Correlated Magnetic and Electrical Phenomena in Epitaxially Weaved Manganite Lateral Homostructures

Artificially aligned or positioned functional materials are essential building blocks for modern devices and nanoelectronics. Since the emergence of 2D materials, the vertical stacking/integration of exotic materials has garnered increasing attention. However, controlling homostructures, e.g. identical materials conjoined with varying crystalline orientations, magnetism, or strain states, along the lateral direction remains challenging. Leveraging on the freestanding thin film growth techniques, the concept of twisted lateral homostructures has been introduced, enabling precise control over the lateral alignment of crystalline directions.
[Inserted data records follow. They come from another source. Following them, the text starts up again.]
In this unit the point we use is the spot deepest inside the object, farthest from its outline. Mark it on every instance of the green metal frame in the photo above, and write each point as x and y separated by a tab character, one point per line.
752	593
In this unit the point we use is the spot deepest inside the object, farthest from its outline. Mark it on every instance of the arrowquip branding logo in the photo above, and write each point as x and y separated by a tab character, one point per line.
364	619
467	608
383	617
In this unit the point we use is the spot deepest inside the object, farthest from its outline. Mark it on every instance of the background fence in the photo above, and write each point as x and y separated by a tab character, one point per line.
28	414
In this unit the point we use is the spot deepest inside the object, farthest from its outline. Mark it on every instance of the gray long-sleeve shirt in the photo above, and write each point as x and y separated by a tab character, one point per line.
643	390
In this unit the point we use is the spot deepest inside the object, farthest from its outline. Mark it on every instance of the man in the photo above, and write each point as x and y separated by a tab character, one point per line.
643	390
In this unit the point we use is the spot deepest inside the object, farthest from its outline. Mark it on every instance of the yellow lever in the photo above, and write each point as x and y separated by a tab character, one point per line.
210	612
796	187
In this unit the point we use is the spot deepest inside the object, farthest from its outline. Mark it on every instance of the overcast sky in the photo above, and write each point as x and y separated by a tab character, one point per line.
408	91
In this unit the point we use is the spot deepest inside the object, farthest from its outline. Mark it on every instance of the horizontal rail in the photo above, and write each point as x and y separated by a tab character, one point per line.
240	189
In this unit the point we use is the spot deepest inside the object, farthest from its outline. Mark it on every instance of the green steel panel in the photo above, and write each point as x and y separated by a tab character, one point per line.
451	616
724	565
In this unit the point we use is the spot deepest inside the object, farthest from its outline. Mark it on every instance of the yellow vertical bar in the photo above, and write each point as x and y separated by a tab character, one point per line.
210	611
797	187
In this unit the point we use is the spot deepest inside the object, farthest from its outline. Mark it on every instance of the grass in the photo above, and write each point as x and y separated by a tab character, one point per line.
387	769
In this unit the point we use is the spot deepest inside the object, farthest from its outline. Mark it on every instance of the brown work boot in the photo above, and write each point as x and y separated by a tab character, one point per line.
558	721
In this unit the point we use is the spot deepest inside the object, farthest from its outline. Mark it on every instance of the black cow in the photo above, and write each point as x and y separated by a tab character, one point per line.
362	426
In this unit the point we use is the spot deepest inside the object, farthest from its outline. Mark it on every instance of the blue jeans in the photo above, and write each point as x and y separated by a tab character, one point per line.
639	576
Here, using La_0.7Sr_0.3MnO₃, a classic strongly correlated material, the precise manipulation of epitaxial strain alongside the homojunction is demonstrated. This leads to a precisely controllable lateral homostructure composed of polymorphic ferromagnetic and antiferromagnetic La_0.7Sr_0.3MnO₃ regions. It is further identified that the interactions between the ferromagnetic and antiferromagnetic regions of La_0.7Sr_0.3MnO₃ lead to unconventional ultrafast spin dynamics and magnetotransport behavior. The results provide a promising platform for developing novel emergent phenomena and functionalities in the twisted lateral homostructures.